UK government committee suggests outright ban on 'casino banking'

A ban on risky trading activities by large British banks could be needed to stop them taking advantage of UK government support, MPs said today.

A ban on risky trading activities by large British banks could be needed to stop them taking advantage of UK government support, MPs said today.

The British Treasury Select Committee said bank profiteering on lucrative trading activities would be “intolerable” if taxpayers took the lion’s share of the risk to protect savings deposits.

MPs also attacked recent changes announced to the overseeing Tripartite Authority – the Financial Services Authority, Bank of England and Treasury – as “largely cosmetic”.

The Tripartite was criticised on its handling of the Northern Rock crisis but where final responsibility for decision and actions lay remained “a muddle”, the committee claimed.

MPs welcomed proposals by the FSA to impose much higher capital requirements on ’casino’ banking – but said the watchdog must not rule out a complete bar on such activities.

“A ban may not be necessary if firms are given sufficient incentive to separate their trading units from their retail banking activities of their own accord, but... should not be ruled out by the FSA as an option at this early stage,” its report said.

MPs added: “Those banks which are too big to fail must no longer be able to take advantage of that fact for private gain.”

The real test of the watchdog’s more invasive approach to banking supervision to prevent a repeat of the banking crisis will be when the boom years return, the committee said.

Chairman John McFall said: “All this is very fashionable now; the FSA must develop sufficient teeth in order to be able to go against the tide in the future and take unpopular decisions.”

Plans to rebrand the Tripartite’s standing committee with a Financial Stability Committee (FSC) announced in a White Paper earlier this month would “achieve little by itself”, when an improvement in cooperation and clarification of responsibilities was required.

“When the dust eventually settles on a new system, the question that we, and others, will ask is ”Who gets fired?“ if and when the next crisis occurs. It is a blunt question, but one which is necessary,” the report said.

Governor Mervyn King fuelled rumours of a rift between the Bank of England and the Treasury before the White Paper was published when he stunned MPs by admitting he had “no idea” what was going to be in it.

The committee said it was “extremely perturbed” at the lack of communication revealed by Mr King.

The report added: “The Chancellor must set out why consultation papers on financial reform are now no longer jointly published, or even shared, with his Tripartite colleagues.

“Failure to do so will only add further cause for concern to those worried about the state of the crucial relationships between the Tripartite principals.”

The FSA said the committee’s report acknowledged that it had “proactively identified and rectified its historic mistakes and that the financial services sector has clearly felt this change in approach”.

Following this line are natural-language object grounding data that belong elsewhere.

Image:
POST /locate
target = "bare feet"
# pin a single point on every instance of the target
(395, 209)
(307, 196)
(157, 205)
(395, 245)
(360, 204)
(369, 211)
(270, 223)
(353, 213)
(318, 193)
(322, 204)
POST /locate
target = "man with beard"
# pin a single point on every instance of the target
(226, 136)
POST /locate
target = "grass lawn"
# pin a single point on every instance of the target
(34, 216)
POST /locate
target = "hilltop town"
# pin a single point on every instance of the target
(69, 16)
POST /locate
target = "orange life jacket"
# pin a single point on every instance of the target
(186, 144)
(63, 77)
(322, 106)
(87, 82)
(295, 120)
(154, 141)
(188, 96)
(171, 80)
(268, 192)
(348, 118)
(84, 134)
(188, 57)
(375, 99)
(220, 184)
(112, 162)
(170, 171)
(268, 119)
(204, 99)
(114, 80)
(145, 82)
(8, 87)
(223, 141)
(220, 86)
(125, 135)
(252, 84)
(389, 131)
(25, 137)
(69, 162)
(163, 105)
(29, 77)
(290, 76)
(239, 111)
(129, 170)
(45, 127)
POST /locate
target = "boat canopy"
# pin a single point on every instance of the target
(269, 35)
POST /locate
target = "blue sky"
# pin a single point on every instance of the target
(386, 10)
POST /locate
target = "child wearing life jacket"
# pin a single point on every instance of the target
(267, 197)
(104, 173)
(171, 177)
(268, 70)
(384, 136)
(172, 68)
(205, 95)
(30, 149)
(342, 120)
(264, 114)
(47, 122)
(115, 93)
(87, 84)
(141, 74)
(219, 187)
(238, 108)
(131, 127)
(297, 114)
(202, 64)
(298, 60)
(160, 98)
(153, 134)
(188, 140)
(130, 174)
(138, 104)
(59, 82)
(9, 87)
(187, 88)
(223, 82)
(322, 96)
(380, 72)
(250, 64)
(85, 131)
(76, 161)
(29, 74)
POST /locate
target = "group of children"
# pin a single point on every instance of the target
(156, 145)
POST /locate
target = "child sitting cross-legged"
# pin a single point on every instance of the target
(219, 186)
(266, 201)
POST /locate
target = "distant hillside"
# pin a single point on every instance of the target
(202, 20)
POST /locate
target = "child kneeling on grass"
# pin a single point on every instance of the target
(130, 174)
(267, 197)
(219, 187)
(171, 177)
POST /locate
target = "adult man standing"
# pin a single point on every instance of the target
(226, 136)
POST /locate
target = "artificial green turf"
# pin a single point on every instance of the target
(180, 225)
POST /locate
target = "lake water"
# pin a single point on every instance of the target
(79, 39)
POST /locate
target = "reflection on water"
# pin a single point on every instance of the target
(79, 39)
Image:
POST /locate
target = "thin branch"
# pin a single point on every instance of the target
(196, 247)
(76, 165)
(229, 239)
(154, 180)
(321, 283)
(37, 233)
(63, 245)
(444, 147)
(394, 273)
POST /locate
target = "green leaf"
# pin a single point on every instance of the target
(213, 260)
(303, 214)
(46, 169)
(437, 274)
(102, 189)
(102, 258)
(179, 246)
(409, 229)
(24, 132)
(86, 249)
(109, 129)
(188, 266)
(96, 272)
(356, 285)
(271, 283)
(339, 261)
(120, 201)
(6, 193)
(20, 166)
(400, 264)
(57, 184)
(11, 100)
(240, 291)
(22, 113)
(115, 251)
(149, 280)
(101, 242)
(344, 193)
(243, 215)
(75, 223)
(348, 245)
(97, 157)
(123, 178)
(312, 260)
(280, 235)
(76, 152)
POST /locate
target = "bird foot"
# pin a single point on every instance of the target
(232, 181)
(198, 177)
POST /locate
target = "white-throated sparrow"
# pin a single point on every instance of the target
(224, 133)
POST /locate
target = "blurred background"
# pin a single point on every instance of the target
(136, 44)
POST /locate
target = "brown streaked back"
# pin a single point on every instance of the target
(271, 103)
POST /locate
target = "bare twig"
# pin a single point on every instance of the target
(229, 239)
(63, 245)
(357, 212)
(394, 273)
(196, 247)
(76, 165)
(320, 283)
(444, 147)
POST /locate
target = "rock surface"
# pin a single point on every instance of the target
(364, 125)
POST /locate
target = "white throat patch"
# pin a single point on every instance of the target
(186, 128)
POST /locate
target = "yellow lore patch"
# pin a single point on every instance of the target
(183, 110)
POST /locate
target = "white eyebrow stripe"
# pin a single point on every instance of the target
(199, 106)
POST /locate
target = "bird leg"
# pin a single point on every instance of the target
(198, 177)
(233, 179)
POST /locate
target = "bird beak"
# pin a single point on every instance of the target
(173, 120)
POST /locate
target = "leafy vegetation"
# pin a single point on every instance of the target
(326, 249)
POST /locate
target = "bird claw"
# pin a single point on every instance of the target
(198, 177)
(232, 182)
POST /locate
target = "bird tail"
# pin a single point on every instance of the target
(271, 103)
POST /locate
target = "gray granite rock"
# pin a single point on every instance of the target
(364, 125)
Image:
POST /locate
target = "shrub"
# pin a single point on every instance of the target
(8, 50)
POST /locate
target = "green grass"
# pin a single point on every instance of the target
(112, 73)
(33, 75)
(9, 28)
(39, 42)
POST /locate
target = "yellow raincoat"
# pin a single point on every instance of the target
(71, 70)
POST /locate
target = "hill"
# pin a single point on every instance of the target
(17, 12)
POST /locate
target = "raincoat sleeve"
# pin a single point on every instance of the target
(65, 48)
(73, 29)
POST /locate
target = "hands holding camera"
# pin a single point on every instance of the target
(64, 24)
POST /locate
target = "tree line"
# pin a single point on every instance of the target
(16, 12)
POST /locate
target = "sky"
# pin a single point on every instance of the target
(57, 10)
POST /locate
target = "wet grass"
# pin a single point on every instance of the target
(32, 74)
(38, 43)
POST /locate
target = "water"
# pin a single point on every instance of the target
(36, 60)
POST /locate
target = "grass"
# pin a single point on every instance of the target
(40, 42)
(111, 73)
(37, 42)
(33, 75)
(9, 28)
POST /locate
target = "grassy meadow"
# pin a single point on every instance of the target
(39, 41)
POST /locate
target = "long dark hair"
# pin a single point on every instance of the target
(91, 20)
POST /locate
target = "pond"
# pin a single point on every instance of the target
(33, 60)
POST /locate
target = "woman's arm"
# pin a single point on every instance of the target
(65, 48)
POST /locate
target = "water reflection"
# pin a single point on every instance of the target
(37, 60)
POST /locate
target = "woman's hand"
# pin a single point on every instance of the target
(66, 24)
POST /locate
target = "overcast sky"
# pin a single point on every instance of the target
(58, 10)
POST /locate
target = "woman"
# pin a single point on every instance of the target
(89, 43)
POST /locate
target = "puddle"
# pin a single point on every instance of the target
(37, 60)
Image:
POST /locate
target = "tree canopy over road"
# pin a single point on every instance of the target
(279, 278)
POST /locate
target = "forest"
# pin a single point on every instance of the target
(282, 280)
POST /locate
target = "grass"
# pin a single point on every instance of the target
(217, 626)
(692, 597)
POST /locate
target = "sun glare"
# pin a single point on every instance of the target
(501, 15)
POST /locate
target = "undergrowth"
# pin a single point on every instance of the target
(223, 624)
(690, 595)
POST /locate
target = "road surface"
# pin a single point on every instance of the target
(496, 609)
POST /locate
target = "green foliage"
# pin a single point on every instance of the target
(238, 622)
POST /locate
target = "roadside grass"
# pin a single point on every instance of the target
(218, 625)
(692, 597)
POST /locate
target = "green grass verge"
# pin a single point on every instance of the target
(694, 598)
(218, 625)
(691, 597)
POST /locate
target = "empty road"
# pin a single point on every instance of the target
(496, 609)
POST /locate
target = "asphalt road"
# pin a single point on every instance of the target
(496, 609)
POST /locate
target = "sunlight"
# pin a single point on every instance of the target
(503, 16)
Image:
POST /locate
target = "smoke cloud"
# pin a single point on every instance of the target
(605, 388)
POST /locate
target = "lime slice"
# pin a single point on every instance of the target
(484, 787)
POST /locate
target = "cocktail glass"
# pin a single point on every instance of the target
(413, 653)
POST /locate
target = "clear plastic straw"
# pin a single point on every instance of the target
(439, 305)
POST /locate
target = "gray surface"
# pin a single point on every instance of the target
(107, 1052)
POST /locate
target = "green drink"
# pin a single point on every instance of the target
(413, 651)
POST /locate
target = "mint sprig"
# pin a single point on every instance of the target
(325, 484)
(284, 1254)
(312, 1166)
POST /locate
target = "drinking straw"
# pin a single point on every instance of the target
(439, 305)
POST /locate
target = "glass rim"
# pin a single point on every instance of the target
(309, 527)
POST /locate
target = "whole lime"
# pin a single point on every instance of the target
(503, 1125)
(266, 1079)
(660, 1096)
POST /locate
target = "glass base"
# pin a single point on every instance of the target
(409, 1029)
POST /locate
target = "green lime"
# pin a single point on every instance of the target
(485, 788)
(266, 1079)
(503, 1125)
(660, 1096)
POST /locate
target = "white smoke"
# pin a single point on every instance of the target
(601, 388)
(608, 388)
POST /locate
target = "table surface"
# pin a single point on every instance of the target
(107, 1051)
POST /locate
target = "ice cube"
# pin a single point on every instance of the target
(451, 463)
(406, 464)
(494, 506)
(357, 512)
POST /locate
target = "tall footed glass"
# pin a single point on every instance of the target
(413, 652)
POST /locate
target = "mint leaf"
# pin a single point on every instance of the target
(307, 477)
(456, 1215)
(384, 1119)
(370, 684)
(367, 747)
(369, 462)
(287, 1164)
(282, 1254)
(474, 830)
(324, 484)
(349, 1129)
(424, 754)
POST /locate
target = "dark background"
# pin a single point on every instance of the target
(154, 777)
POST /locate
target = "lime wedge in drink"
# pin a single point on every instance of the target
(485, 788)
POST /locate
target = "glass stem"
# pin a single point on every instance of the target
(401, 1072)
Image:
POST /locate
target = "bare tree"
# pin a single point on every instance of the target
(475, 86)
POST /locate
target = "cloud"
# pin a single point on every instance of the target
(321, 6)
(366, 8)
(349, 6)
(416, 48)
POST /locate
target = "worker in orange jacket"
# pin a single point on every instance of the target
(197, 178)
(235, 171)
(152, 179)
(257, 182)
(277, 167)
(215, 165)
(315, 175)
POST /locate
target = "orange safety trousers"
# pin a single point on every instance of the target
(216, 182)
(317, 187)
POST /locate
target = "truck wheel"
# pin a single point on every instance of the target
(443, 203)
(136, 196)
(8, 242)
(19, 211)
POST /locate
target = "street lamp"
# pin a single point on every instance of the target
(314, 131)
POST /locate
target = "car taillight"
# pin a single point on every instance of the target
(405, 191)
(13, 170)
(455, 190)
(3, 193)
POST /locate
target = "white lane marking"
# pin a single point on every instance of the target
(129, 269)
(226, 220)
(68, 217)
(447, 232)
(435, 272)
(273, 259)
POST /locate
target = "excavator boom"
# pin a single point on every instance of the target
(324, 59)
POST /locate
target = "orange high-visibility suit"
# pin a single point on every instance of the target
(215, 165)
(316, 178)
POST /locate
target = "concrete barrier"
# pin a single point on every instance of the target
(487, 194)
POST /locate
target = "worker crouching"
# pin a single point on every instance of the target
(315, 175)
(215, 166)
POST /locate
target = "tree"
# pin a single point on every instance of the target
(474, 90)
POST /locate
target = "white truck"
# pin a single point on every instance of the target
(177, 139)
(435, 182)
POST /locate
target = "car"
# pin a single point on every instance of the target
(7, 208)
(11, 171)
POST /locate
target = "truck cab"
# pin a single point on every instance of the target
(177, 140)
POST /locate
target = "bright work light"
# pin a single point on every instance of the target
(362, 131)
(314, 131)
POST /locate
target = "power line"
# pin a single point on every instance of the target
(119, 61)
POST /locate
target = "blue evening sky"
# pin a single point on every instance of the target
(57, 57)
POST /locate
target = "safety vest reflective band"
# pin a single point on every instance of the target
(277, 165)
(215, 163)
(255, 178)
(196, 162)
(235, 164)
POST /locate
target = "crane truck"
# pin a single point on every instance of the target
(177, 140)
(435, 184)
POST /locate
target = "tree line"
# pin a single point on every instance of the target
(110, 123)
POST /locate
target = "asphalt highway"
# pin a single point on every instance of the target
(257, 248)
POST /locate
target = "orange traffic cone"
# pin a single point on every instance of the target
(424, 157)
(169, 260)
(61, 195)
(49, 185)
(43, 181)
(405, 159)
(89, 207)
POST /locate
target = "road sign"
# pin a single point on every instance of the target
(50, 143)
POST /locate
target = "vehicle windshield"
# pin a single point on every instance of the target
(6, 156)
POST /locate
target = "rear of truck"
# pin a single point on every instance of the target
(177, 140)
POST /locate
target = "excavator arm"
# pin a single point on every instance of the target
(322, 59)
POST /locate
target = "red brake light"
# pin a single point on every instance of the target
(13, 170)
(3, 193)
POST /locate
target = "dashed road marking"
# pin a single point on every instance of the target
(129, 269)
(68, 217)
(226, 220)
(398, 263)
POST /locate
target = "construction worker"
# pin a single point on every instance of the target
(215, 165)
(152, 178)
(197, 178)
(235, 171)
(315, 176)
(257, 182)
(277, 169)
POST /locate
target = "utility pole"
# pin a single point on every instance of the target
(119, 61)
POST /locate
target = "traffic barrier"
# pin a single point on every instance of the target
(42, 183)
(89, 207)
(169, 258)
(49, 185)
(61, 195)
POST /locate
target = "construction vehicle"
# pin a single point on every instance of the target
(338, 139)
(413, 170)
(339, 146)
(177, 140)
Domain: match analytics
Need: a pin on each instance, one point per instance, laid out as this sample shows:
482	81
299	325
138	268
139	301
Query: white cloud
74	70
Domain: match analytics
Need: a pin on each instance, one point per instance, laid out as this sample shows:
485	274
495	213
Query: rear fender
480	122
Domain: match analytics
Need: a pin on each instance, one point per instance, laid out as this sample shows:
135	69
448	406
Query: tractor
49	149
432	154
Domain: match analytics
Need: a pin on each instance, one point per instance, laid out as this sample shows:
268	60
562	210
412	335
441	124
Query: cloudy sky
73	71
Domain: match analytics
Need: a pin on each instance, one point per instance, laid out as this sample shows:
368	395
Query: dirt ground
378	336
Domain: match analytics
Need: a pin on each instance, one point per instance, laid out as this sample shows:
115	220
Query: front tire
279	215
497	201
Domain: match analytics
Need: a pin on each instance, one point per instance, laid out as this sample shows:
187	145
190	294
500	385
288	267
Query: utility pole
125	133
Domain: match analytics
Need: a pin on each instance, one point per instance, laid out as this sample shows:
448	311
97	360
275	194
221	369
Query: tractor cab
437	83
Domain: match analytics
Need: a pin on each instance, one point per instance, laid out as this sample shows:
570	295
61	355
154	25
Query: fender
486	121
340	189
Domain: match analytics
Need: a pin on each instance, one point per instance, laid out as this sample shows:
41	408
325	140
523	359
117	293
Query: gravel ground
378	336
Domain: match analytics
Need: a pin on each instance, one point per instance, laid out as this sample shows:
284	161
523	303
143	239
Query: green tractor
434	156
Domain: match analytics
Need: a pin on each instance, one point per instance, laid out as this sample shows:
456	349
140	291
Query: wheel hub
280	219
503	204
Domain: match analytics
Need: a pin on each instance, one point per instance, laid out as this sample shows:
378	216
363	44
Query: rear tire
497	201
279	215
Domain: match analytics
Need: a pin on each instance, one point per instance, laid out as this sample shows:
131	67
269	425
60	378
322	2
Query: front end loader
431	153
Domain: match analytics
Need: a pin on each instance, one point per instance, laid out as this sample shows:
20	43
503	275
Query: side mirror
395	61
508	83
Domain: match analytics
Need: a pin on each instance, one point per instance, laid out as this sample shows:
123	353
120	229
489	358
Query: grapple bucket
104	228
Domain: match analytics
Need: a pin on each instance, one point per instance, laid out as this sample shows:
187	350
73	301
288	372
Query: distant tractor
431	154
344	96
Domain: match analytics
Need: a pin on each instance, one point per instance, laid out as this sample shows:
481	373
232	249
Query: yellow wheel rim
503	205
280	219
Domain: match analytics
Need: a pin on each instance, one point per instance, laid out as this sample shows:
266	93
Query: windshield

“The FSA’s new intensive supervisory approach is about making judgments on what might happen in the future – boom or bust – rather than acting solely on observable facts,” it said.

Liberal Democrat Treasury spokesman Vince Cable said: “This report rightly underlines the need for high-quality and transparent regulation if we are to create a stable financial system.

“We must not create a regulatory system that just deals with the current crisis but one which is fit for all the challenges ahead.”